There were two sets of the first wave of expansions for 3.5, the class style books, known as the Completes, and the race books, known as the Races of books. The Completes touched just a tiny bit on the early days of the class role system – with the first wave being Complete Warrior, Mage, Psionics, Divine and Scoundrel, but expanding into things like Adventurer and Champion. The Races Of books gave you a run down of three races at a time, linked by a common theme, and that was a theme that was routinely straining at the edges. Halflings got treated as a ‘race of the wild,’ and gnomes as a ‘race of stone,’ as opposed to their proper place they shared of ‘races of hobbits fans.’

No time for gnomes or halflings, me, I know.

In Races Of books, the mix of content is largely flavour with a small amount of mechanics – there’s a whole chapter of mechanical options but they’re there to mostly round out the explanations of the lifestyles and potentially useful archetypes for your player characters. Plus, when you’re talking about the flavour of a group of people, you’re by definition going to be dealing with a moving target – half-elves may be ambiguous and rare or they may have a large community, depending on the DM running the game, or the world they’re set in. It’s semi-authoritive, a way you can point to a rulebook and say ‘it says X’ but any sensible rejoinder is ‘so what?’

These 3.5 D&D books were pretty cool stuff, truth be told. There’s a careful mix to blend when you’re dealing with a character expansion; you’re trying to present stuff to a player that can inform their focus on their own character, the one thing they have to deal with in the game. DM options can be kinda surface – after all, making an entire world is about creating impressions. Giving a player a meaningful insight into the life of a character whose skin they’re going to inhabit is instead really hard.

Complicating that further is that players bring their own takes on things too! So the flavour department of this actually has to sneakily approach things with a mechanical bent – to induce players to think about how things probably happen, about interactions with the world, that then help shape the framework for your character in the world. Races of Destiny is good here!

Yet, it wouldn’t be a 3.5 D&D book without something that you can lean on and break it, and that’s where Soothing Voice comes in, a class feature for half-elf bards.

Half-elves in 3.5 were bad. They lacked all the meaningful support of their elven counterpart, the stat bonuses that made elven variants so good, and they didn’t get the human’s more powerful option of a whole extra feat. It was a race that simply lacked, because some jackanapes in development thought that the grab bag of stuff that could be replaced by a few hundred gp of gear was worth a whole feat of flexibility.
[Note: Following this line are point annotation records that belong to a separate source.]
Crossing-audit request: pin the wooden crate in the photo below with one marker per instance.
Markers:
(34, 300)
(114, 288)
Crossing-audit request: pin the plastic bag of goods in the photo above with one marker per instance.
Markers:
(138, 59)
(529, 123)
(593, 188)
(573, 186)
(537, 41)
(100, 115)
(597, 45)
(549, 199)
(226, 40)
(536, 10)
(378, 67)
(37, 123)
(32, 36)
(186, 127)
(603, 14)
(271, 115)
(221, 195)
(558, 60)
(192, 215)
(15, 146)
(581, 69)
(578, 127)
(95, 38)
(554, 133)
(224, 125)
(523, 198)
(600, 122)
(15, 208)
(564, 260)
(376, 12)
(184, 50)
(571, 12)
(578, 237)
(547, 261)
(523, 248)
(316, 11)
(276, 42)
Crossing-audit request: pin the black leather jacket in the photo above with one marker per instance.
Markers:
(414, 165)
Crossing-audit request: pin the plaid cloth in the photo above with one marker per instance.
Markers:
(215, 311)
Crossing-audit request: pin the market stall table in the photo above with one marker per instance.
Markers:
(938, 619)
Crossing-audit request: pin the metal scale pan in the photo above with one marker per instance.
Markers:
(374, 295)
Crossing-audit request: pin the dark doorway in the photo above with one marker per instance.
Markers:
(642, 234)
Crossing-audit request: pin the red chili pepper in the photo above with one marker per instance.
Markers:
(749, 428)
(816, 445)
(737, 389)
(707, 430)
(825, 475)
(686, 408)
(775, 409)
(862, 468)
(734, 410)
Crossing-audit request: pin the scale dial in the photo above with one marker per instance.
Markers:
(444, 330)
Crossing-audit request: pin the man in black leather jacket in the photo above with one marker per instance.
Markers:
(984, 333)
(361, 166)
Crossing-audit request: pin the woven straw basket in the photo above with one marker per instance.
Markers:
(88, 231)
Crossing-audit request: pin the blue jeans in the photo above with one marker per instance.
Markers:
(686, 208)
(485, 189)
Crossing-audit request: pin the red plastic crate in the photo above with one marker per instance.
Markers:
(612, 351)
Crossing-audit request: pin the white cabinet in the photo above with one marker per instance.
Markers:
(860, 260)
Half-elven bards got a power called Soothing Voice in Races of Destiny, a power that replaced something you wouldn’t miss. This worked like a spell that shut down combat in a 30 foot radius around you, with everyone who could understand you calming down and getting out of a mood to fight. It was modelled on a spell which you wouldn’t normally get until level 3 as a Wizard, and gave a saving throw.

The saving throw, for the half-elf Bard, was their Diplomacy skill check. For comparison, a saving throw difficulty usually raised at a rate of (10+1/2 your level + the stat that affected it). Good saving throw resistances were the same – they would raise at a rate of (1/2 your level + 2 + the relevant stat), which for this power was your Will save. Most things didn’t have good Will saves, and a bad will save resistance increased at a rate of 1/3rd your level.

Skills, on the other hand, increased at a rate of (d20 roll+your level+3+your relevant stats+any bonuses you have), and boy howdy could you get some bonuses to Diplomacy. It was not at all difficult without doing anything silly to have a level 4 character who had a diplomacy skill modifier of around +25, meaning that any enemy who wanted to resist this Soothing Voice that shut down the combat would have to roll a save of at least DC 26 – compared to a wizard casting that spell at the same level being lucky to hit a very good DC of 18.  You could maybe get someone to roll a natural 20 in that area, and save against it… but then the bard could just do it again next turn!

This is pretty strong, but what’s more weird is that this power scales up hard. Because as you levelled up, skills became less important, so skill improving items got better and better. +10 to a skill was a very expected magical item bonus, and quite affordable. Things that let you overcome language barriers became available. You could get items that would let you communicate with creatures that didn’t have languages.

I played with this ability, and every time I used it, the DM just ignored it, which feels bad, but it was a very reasonable thing since the power was clearly busted as hell. At level 9 I had a Bard who could drop a DC 60 ‘no, we’re not fighting’ bubble on the battlefield, nine times a day, which was extremely hard to exhaust.

When you make things scale, check what they need to scale against, and if things can get out of hand from one another.